Does anyone know what Kennedy's supposed flair was? I'll reveal it at the end of this email.

Every man (I think) imparts some amount of persona into his wardrobe. Sometimes this is less advantageous than others. For example: If the persona in your wardrobe is the word "BEAST" on every article of dollar store clothing, there are very few questions I need to ask about you. But enough of the railing on modern fashions! let us leave the "don't"'s and cut into the "do"'s.

Personal flair once was part of every craft, from stationary to the iron forge. The industrial revolution stamped (literally) every bit of that out and left us with cold, hard uniformity. Now, in a post-industrial society, flair has almost exclusively retreated to our tastes and passions.
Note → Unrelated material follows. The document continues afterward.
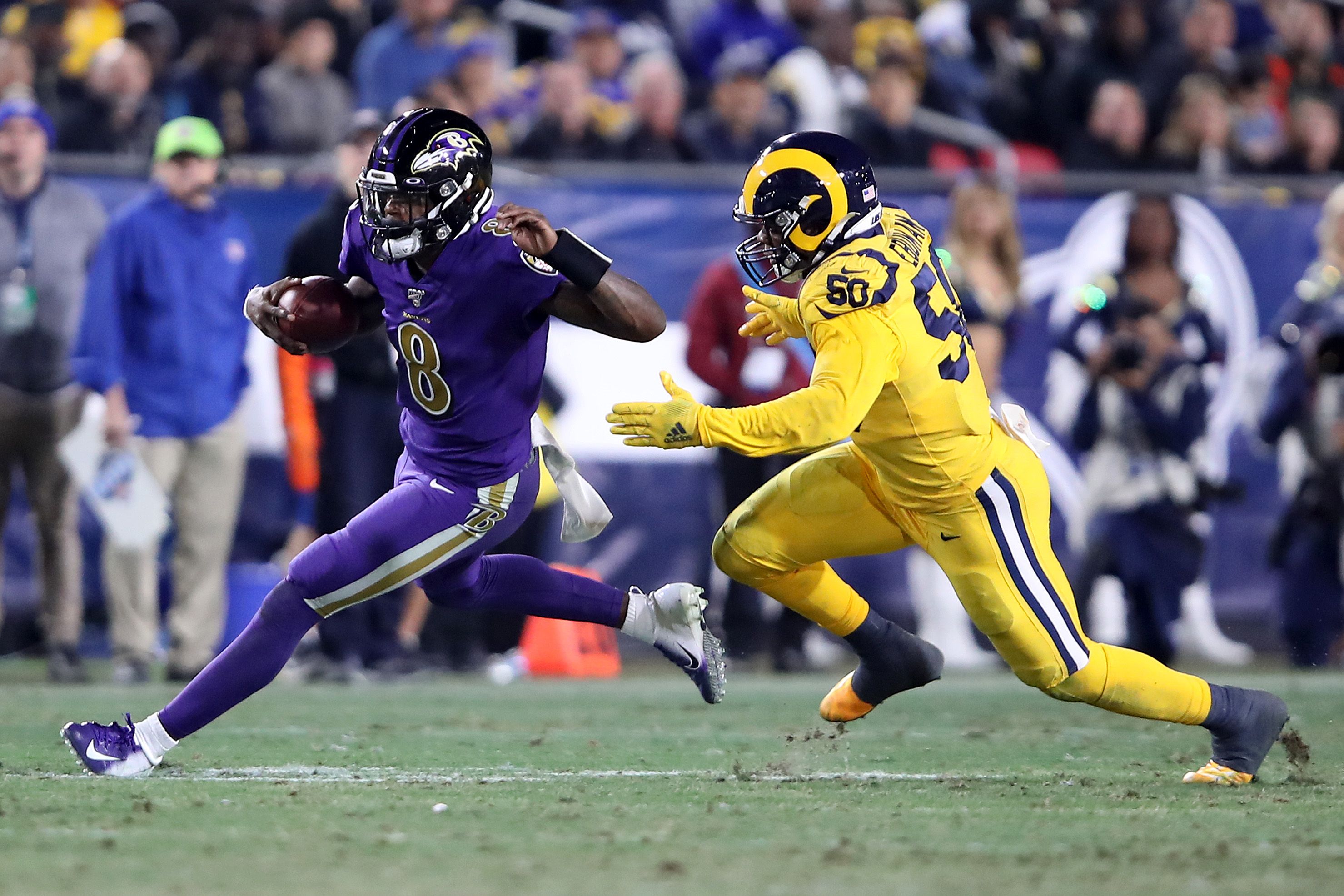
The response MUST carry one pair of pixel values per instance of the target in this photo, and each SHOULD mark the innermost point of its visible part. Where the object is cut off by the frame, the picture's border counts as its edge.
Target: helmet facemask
(414, 215)
(768, 256)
We express personal flair through art, and one of those forms of art is whatever ensemble we slouch into in the mornings before heading out to brave the fetid masses.

We can, and should, embellish personal flair into the other aspects of our lives, but inasmuch as I am writing about dress I will discuss it in this. You may be the one who says, "My flair is my ripped jeans," or some sort of generic article of clothing, and that may be well and good. But I exhort you to choose a method of expression which will leave a timeless legacy for your descendants.
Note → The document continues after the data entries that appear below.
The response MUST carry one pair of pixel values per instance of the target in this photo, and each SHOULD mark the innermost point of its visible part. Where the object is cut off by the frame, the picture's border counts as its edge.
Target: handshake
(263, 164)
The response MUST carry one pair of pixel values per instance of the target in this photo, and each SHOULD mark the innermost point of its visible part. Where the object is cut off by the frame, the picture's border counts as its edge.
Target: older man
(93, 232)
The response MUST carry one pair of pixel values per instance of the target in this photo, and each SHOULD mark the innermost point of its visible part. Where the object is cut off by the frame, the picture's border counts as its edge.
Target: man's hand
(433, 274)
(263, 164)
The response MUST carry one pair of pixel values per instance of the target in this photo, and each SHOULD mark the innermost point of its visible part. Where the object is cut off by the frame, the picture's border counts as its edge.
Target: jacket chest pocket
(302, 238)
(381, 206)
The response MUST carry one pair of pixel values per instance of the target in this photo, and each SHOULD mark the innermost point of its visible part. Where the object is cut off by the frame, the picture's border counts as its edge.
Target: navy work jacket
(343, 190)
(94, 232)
My wife's maternal grandfather, a carpenter by trade, did just that. He departed this world when I was a small child. But everyone recalls him by his flair. Overalls, a collared dress shirt, a white handkerchief with an old-timer three-blade knife rolled up in it, some various agricultural or local business trucker cap, and a flat carpenter's pencil were unquestionably his things. To this day he is remembered by these items. Her paternal grandfather, a 1950's-esque Pentecostal Pastor, will invariably be in some level of business casual wear if not a loudly plaid suit and tie, often with a neatly matching fedora (her father bears a similar description and vocation). My father's father, an US Army veteran and career tobacco farmer, iconically clad himself in solid color Dickies work uniforms with black leather shoes, and a white cowboy hat (or aforementioned trucker cap per occasion), and always had a Barlow folder (when one broke, he simply took another out of the ancient 10-pack of the knives which apparently has been sitting on his night stand since the 80's). My mother's father, an US Army veteran and career business man, is known by his slicked back COG (Cleveland) hairstyle, black leather gloves in the winter, obsessively clean hands and nails, a Japanese made Sabre folder, and his Bersa .25 auto in his right hand pocket. My father can just about always be found in a wide brim hat, with a Smith & Wesson Shield, and pockets filled to the gills with small tools - he is a mechanic. Each of these men are known by their things. You can not reasonably separate them from them in mind.

For better or worse, I developed a reputation early on for my hats and overalls.

Me at 15 performing at the Mast General Store in Valley Cruces, NC, with the Leftover Bluegrass Band in my old Liberty overalls and Stetson fedora.

This description follows me. I often still run into people while hatless or in a cap who say, "I didn't recognize you without the hat", meaning the Australian leather hats for which I am now reputed.

When your great grandchildren look at photos of you, your taste and maturity in fashion should be distinguished. This is all my opinion, of course, but this is also my forum so my opinion is what you'll get.

By what personal flair are you known? Is it classy, or crass? Is it meaningful and mature, or boyish imitation? Is it timeless, or just another fad?

In Christ,

The Blue Shepard

One of Kennedy's more notable (or at least more discussed) fashion pieces were his commonly seen tortoise shell, wayfarer style sunglasses.